Frederick Wentworth bunu ya da buna benzer bir şeyleri söylemişti ama söylediklerinin Anne'in kulağına gideceğini hiç düşünmemişti. Onu çok bozulmuş bulmuştu, kendisine sorulunca da bir anda içinden geçenleri olduğu gibi söylemişti. Anne Elliot'ı affetmemişti. Anne onu kullanmış, terk etmiş ve hayal kırıklığına uğratmıştı; daha da kötüsü böyle yaparak zayıf karakterli olduğunu göstermişti; Yüzbaşı'nın kararlı yapısının kaldırabileceği bir şey değildi bu. Anne başkalarını memnun etmek için ondan vazgeçmişti. Başkalarının sözüne çok fazla önem vermişti. Zayıflık ve korkaklık göstermişti.

Frederick, ona içtenlikle bağlanmış, o günden sonra da hiçbir kadını ona denk görmemişti ama onu görmek istemesinin doğal bir merak hissi dışında hiçbir nedeni yoktu. Anne'in, Frederick üzerindeki etkisi sonsuza dek silinmişti.

Yüzbaşı'nın şimdiki amacı evlenmekti. Zengindi, artık karaya döndüğüne göre de aklını çelecek birini bulur bulmaz yuva kurmak niyetindeydi, aslında aranıyordu da, derdi tasası olmayan bir şıpsevdi hızıyla âşık olmaya hazırdı. Genç Musgrove hanımlarının hangisi kendisini isterse ona gönül verebilirdi, önüne çıkacak herhangi başka bir genç kadına da tutulabilirdi, Anne Elliot dışında elbette. Ablasının bu konuda yürüttüğü tahminlere karşılık verirken, bu istisnayı kendisine saklamıştı:

"Evet, Sophia, karşında aptalca bir evlilik yapmaya hazır biri var. On beş ile otuz yaş arası kim isterse beni elde edebilir. Biraz güzellik, birkaç gülümseme, donanmaya edilecek bir-iki övgü dolu söz, kapıldım gitti demektir. Kadınlar arasında bulunamadığı için kibarlaşamayan bir denizciye de bu kadarı yetmez mi zaten?"

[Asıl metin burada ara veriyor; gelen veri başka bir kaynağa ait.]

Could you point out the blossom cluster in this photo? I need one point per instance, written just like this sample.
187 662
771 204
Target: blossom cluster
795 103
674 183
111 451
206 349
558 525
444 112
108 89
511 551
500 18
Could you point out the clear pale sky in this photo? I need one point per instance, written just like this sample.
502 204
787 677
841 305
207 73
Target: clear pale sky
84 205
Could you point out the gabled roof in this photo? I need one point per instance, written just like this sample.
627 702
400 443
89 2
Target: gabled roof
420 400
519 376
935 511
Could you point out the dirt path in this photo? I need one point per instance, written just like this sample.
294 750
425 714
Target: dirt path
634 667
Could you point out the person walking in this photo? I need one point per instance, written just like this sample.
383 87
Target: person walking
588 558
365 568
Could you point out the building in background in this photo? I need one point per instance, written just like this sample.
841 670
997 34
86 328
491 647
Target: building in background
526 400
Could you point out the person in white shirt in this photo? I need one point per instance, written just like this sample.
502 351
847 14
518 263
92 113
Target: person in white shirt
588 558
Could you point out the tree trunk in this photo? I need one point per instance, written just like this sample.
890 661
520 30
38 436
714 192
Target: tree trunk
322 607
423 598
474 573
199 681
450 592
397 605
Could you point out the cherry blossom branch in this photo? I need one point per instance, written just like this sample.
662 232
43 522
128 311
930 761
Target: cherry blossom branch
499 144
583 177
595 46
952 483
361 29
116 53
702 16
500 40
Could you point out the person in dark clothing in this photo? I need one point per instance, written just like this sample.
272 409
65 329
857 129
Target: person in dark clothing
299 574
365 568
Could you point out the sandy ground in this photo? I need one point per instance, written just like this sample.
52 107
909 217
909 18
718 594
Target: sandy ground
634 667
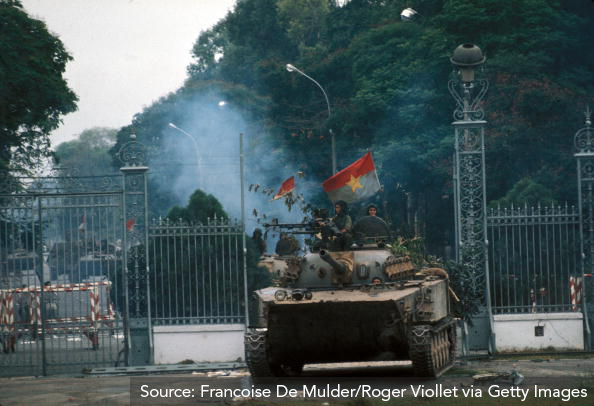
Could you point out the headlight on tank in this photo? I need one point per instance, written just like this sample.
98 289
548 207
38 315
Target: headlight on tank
280 295
363 271
297 294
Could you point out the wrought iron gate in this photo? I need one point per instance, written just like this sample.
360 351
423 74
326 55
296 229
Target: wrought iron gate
73 276
61 277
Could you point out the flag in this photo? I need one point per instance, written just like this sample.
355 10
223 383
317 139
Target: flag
286 188
357 181
83 224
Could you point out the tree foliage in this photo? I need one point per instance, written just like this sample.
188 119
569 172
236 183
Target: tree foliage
200 208
387 83
33 92
88 155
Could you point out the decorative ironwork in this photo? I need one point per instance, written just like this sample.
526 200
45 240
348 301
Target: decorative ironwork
133 153
533 253
585 167
196 272
469 138
468 96
584 139
133 156
470 202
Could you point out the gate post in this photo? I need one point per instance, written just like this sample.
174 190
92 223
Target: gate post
136 272
584 144
470 190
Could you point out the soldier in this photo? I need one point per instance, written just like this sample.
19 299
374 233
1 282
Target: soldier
258 241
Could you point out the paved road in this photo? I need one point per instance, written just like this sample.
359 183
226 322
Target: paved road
115 390
65 353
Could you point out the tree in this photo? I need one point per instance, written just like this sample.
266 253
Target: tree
387 83
88 155
201 207
33 92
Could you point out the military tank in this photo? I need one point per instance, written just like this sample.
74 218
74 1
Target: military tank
364 304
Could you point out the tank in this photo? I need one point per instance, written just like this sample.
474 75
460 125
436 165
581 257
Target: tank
364 304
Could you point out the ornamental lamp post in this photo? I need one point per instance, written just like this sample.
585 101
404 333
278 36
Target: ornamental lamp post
470 211
466 58
291 68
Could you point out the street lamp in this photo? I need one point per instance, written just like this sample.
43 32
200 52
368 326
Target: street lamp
472 244
292 68
198 160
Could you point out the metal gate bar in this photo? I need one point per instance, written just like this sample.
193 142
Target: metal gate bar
533 254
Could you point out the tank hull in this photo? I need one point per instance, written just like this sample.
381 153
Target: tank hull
336 332
401 321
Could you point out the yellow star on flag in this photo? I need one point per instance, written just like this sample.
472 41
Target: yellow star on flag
354 183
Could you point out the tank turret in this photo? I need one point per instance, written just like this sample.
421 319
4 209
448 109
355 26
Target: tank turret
361 304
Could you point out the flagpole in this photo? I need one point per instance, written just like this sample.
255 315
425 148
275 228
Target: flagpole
242 180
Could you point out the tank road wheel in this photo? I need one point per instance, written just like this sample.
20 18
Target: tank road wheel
432 348
256 356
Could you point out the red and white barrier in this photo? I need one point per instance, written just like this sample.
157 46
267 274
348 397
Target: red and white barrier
87 324
575 290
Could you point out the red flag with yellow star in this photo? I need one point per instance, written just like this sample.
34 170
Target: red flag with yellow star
357 181
287 187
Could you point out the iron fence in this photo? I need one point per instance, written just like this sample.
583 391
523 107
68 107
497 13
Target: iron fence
61 307
196 272
533 254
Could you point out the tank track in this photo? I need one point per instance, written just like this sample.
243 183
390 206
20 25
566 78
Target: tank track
432 348
256 356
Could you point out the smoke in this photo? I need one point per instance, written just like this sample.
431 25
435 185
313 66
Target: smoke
203 152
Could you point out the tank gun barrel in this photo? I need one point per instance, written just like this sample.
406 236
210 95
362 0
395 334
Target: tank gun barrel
311 227
339 268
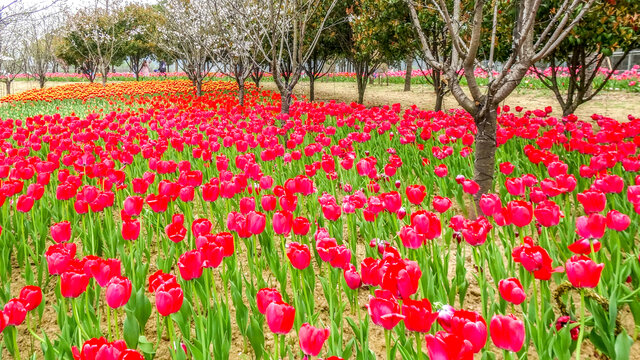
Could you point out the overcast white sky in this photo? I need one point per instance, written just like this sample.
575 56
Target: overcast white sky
76 4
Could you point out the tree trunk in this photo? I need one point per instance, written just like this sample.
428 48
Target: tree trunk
407 76
241 93
439 100
569 108
105 71
484 164
198 87
312 88
361 80
285 97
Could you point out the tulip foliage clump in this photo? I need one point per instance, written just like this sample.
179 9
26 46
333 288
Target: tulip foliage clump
166 225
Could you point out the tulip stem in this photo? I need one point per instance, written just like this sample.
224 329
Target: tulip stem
172 344
581 325
29 328
387 341
109 322
115 323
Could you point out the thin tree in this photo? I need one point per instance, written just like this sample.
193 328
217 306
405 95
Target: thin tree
39 47
528 47
607 27
289 39
11 55
189 38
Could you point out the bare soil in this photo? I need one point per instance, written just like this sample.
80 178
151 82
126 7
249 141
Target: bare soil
615 104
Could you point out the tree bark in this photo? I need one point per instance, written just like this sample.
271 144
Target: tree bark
407 76
105 71
361 80
198 87
285 102
484 164
439 100
312 89
241 92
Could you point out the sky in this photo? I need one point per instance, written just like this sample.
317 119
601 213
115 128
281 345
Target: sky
75 4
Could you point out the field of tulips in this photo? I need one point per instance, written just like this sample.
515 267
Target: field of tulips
621 80
138 221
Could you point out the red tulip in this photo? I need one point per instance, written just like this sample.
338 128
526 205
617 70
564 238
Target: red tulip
247 204
392 201
176 231
583 246
159 278
418 316
256 222
507 332
512 291
470 326
617 220
103 270
371 271
351 277
31 297
61 232
265 297
583 272
190 265
490 204
282 222
592 201
447 346
592 226
475 232
169 298
534 259
24 203
268 202
130 229
299 255
14 312
130 354
470 186
201 227
426 223
548 213
410 238
3 321
100 349
133 205
280 316
441 204
441 170
506 168
518 213
565 320
416 193
384 309
301 226
73 283
118 292
312 339
514 186
59 256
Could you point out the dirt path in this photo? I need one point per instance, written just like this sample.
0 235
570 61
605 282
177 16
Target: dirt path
617 105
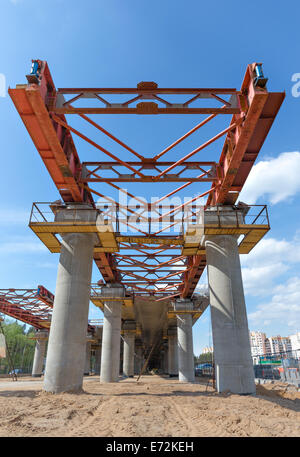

Ablası, kardeşinin bunu karşı çıkılmasını istediği için söylediğini biliyordu. Genç adamın ışıl ışıl parlayan gururlu gözlerinden kibar olduğundan emin olmanın mutluluğu okunuyordu, genç adam tanışmak istediği kadını fazlasıyla ciddi bir tavırla anlatırken de Anne Elliot, aklından hiç geçmiyor değildi. "Akıllı ve iyi huylu bir kadın," demekle yetiniyordu. "Böyle bir kadın istiyorum, işte. Biraz daha azına da razı olurum elbette ama çok da azı olmamalı. Budala denirse densin bana, bu konuya çoğu erkekten daha fazla kafa yordum."